1A critical third party must be able to demonstrate to the regulators its ability to comply with CTPS.

1As part of its obligation under CTPS 5.1.1R (General evidence requirement), a critical third party must carry out regular scenario testing of its ability to continue providing each systemic third party service within its appropriate maximum tolerable level of disruption (set in accordance with CTPS 4.8.1R(2) (Requirement 7: Incident management)) in the event of a severe but plausible disruption to its operations.

1When carrying out the scenario testing required by CTPS 5.2.1R, a critical third party must identify an appropriate range of adverse circumstances of varying nature, severity and duration relevant to its business, risk profile and supply chain and consider the risks to the delivery of the systemic third party service in those circumstances.
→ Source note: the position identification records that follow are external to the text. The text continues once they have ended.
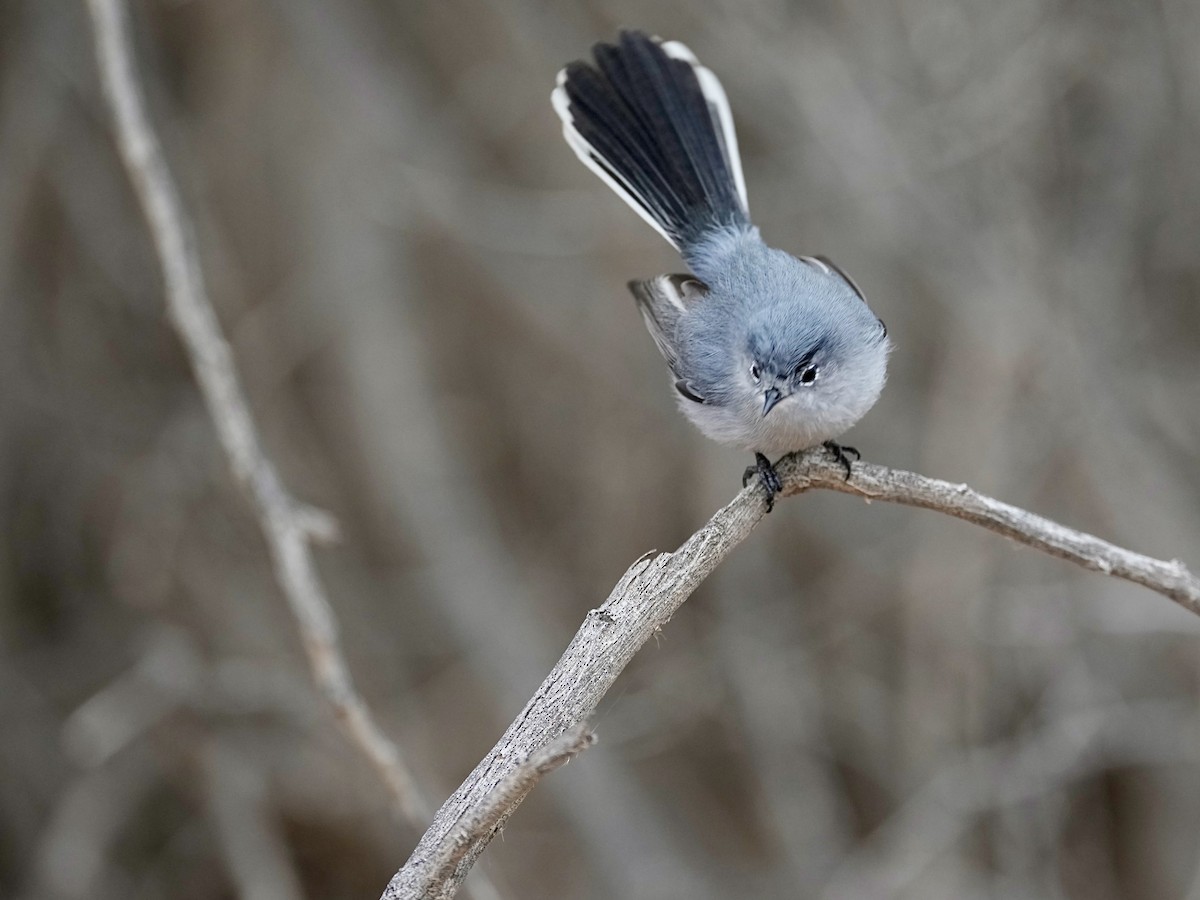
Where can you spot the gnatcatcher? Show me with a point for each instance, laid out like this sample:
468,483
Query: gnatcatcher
769,352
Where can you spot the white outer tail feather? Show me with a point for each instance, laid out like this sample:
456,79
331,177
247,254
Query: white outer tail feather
589,157
718,107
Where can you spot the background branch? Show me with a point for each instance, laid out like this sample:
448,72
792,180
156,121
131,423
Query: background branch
651,592
289,527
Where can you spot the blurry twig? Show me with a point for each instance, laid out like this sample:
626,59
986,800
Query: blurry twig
288,526
655,587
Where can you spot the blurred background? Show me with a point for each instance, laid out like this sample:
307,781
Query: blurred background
426,295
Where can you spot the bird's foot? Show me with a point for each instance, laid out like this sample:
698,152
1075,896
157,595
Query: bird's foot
841,454
767,475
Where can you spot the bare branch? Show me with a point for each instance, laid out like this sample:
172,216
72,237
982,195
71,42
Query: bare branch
289,527
876,483
655,587
483,822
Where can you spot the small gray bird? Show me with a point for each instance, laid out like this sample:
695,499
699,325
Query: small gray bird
768,352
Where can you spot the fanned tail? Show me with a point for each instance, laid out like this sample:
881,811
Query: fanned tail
655,126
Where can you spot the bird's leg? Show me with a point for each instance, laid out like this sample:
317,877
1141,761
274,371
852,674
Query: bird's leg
767,475
841,454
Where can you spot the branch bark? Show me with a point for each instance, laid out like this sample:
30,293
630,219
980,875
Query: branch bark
288,526
655,587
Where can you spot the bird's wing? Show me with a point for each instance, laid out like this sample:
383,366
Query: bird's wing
663,301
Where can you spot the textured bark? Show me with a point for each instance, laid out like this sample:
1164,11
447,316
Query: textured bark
657,585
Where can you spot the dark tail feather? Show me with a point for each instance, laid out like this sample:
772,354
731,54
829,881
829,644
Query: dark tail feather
655,126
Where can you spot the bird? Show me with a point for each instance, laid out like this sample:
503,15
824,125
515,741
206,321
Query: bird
768,352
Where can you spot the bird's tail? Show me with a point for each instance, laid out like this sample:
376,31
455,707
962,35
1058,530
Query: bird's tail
655,126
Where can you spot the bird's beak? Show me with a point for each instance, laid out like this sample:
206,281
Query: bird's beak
771,399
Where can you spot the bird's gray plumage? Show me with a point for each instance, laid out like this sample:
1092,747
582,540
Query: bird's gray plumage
767,351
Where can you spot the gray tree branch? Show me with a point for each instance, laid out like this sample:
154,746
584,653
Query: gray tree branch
655,587
288,526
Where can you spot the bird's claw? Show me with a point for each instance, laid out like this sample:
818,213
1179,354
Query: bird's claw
841,454
767,475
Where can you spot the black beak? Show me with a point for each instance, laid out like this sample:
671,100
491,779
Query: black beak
771,399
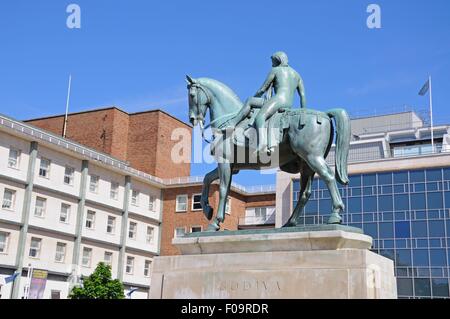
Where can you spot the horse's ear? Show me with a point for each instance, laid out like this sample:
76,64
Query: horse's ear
190,80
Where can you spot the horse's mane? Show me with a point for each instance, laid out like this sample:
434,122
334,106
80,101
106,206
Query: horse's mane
214,84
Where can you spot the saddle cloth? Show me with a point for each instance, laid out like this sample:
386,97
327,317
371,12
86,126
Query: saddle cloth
277,125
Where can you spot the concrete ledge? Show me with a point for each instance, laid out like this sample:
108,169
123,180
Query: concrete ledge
271,241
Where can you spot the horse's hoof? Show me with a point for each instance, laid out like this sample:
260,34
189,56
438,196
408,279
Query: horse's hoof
335,219
213,227
208,211
290,224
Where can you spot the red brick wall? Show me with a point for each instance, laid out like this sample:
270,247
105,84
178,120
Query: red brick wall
172,220
142,139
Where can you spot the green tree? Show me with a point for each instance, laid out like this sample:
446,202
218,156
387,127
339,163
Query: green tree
99,285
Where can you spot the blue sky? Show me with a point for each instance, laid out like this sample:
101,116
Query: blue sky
134,54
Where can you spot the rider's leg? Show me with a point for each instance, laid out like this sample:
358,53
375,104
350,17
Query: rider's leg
267,111
245,110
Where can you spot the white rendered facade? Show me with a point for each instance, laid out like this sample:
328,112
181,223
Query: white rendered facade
53,218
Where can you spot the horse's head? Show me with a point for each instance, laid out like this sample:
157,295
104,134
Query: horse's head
199,101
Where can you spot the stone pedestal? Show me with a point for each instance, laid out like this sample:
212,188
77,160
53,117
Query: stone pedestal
334,262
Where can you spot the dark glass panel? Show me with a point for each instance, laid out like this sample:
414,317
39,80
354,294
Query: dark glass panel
403,257
399,189
422,287
370,204
356,191
419,187
386,230
418,201
438,257
435,200
434,174
311,207
440,287
354,205
385,203
436,228
421,214
387,216
402,230
401,202
420,257
371,230
419,229
400,177
416,176
384,178
433,186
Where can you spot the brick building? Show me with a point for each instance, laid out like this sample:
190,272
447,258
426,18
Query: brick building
143,139
182,212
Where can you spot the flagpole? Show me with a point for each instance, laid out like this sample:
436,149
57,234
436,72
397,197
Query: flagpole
67,106
431,116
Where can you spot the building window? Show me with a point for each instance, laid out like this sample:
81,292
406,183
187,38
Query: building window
8,199
135,197
44,169
4,242
90,219
228,206
60,252
87,256
65,213
14,158
39,208
261,213
114,191
111,226
93,184
181,205
196,229
151,203
132,230
55,294
108,258
180,231
147,265
150,233
130,265
196,205
68,175
35,247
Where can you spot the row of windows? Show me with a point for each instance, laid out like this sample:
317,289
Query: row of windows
182,203
44,171
64,216
391,178
61,251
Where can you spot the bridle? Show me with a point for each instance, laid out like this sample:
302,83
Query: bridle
208,103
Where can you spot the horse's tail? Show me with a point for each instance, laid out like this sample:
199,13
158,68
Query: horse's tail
343,131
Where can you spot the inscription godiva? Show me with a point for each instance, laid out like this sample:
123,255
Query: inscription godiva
250,285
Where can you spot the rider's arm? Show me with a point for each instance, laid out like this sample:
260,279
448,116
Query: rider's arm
266,85
301,92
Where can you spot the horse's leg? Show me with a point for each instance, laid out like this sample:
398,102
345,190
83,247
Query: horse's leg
306,179
318,164
225,173
209,178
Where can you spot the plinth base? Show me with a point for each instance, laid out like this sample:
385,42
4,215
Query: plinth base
325,264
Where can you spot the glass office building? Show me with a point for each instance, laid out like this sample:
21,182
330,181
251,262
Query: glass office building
408,215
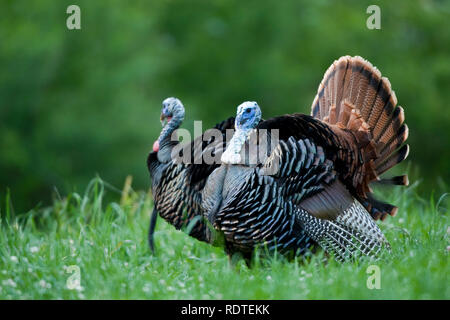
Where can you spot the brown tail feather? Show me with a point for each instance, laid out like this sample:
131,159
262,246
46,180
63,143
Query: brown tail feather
354,98
398,180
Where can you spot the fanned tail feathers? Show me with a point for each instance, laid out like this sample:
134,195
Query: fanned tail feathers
354,98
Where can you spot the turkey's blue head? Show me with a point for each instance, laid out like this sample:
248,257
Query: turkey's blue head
248,116
172,114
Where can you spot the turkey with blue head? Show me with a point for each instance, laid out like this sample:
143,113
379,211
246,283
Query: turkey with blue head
177,185
312,186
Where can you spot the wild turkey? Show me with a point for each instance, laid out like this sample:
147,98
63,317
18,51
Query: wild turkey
314,185
177,185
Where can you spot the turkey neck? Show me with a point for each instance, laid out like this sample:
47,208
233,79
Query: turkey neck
168,139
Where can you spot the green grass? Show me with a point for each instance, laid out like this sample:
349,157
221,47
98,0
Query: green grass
108,242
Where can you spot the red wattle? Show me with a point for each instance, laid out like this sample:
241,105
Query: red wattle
156,146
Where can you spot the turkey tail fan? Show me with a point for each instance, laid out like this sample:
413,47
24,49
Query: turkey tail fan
354,97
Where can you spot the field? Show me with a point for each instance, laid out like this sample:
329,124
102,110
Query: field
41,252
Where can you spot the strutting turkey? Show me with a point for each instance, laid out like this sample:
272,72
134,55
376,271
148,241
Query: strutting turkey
313,187
177,185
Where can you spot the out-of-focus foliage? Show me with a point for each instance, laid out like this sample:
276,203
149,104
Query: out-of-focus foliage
77,103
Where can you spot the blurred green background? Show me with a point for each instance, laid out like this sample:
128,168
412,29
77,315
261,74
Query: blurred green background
78,103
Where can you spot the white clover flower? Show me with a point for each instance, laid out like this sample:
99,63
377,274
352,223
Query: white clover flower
9,282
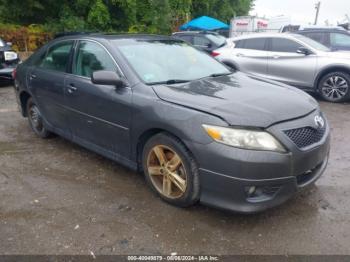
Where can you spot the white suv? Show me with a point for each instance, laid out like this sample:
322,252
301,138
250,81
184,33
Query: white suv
293,59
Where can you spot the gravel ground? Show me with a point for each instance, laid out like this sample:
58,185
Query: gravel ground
58,198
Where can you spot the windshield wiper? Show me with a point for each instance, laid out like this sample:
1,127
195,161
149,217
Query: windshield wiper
170,82
219,74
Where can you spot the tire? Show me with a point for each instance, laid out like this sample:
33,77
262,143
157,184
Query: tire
36,121
179,193
335,87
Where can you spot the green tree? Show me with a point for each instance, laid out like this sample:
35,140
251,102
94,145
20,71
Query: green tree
151,16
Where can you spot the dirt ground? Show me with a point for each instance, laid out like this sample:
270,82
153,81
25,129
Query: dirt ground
58,198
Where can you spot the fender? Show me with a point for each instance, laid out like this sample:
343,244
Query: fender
328,69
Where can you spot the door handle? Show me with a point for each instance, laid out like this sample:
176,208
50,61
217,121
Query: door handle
71,88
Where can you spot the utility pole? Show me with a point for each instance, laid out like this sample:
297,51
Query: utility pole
317,6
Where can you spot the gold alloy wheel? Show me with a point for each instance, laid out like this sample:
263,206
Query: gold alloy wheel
167,171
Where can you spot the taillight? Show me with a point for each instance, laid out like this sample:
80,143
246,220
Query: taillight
14,72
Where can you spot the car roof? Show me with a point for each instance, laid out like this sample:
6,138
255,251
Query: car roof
264,35
116,36
320,30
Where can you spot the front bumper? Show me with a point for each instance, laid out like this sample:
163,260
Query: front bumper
252,181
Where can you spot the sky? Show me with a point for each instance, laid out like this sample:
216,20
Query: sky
303,11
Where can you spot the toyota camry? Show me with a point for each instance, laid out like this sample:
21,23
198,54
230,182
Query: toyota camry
198,131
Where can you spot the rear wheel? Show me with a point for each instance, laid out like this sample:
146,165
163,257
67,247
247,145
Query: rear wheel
170,170
335,87
35,120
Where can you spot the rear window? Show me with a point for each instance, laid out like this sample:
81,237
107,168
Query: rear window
255,44
340,39
284,45
319,37
252,44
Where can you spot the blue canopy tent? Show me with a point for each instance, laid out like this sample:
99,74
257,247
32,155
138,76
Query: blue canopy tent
204,23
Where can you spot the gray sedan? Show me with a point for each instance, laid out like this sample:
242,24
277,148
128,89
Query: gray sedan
196,130
291,59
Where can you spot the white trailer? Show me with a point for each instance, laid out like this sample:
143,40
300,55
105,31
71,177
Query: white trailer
247,24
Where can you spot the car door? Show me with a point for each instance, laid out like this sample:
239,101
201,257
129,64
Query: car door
251,55
100,115
46,80
288,66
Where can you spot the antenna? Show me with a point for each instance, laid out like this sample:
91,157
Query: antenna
317,7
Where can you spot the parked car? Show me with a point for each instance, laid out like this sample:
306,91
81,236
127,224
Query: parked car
8,61
203,40
198,131
292,59
334,39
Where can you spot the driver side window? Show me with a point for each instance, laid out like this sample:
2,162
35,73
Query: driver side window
91,57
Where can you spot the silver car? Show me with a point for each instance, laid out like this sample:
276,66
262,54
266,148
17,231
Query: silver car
292,59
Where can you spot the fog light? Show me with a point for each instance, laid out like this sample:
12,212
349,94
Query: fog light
250,190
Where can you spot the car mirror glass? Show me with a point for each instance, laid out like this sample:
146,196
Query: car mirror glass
107,78
303,51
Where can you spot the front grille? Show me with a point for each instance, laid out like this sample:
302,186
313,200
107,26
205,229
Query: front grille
305,136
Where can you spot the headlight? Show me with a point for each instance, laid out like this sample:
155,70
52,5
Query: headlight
9,55
246,139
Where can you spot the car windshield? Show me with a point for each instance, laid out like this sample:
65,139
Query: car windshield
219,40
168,61
313,43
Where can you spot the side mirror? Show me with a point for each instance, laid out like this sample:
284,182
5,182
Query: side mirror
230,65
107,78
303,51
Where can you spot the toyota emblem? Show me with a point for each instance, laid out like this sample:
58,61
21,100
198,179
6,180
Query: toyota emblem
319,121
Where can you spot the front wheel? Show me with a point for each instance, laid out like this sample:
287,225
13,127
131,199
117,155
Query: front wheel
35,120
170,170
335,87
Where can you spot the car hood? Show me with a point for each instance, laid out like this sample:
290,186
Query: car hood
339,54
240,99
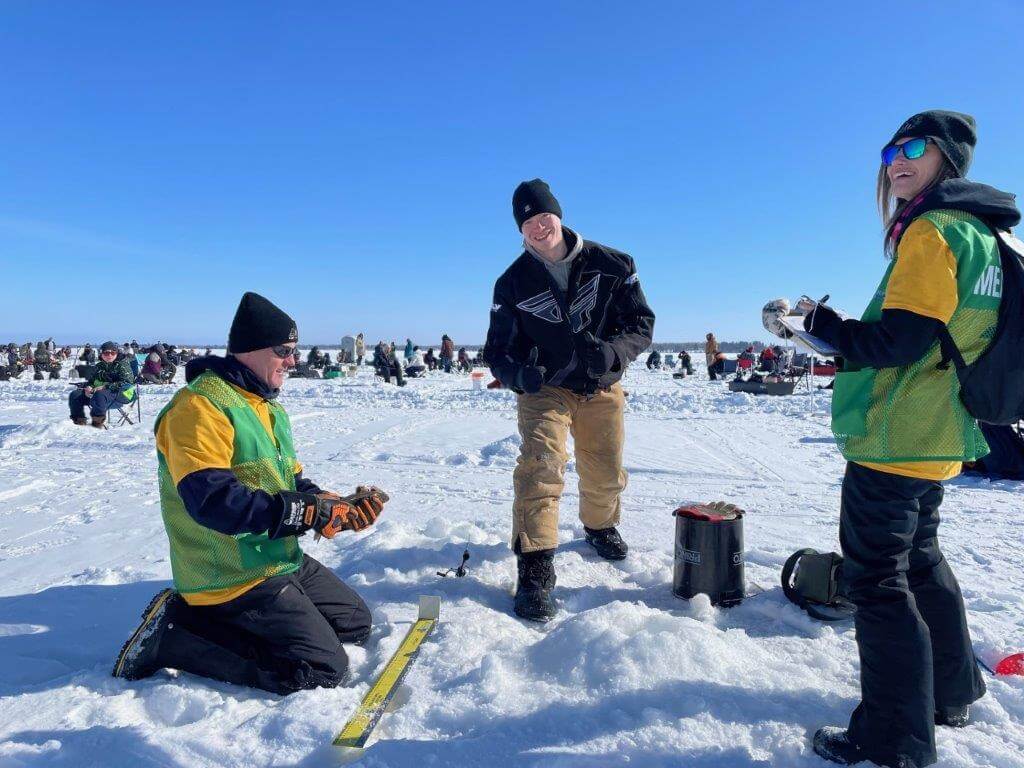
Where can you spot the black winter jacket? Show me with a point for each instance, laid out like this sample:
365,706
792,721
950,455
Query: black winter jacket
529,310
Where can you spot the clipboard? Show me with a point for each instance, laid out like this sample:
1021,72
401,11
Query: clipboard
795,324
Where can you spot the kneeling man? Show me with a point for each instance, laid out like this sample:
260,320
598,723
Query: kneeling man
248,607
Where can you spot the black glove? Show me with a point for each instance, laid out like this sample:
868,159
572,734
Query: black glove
599,356
367,503
823,323
529,377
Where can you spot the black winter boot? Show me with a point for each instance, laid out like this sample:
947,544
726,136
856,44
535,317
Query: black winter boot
537,580
138,656
834,744
954,717
607,543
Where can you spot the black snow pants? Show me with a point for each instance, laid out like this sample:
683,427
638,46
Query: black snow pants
283,636
915,653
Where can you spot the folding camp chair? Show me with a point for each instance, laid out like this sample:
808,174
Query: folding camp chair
125,411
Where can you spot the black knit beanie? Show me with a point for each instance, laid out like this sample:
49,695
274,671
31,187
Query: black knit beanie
531,198
258,324
952,132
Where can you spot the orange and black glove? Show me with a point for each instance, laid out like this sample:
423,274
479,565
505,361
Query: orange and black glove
328,513
368,502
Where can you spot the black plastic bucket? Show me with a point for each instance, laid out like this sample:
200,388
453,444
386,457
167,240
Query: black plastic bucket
709,554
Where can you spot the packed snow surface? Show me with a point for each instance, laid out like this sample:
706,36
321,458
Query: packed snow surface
627,674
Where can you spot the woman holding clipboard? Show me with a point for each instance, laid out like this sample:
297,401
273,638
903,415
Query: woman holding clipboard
900,425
1As part of its obligation under CTPS 5.1.1R (General evidence requirement), a critical third party must assess the effectiveness of its incident management playbook regularly, including undertaking an appropriate incident management playbook exercise with a representative sample of the firms to which it provides systemic third party services within 12 months of the critical third party being designated by the Treasury and at least biennially thereafter.

1A critical third party must, as soon as is practicable, prepare and submit to the regulators a report of the incident management playbook exercise undertaken under CTPS 5.3.1R (including any actions taken in the light of the results of that exercise).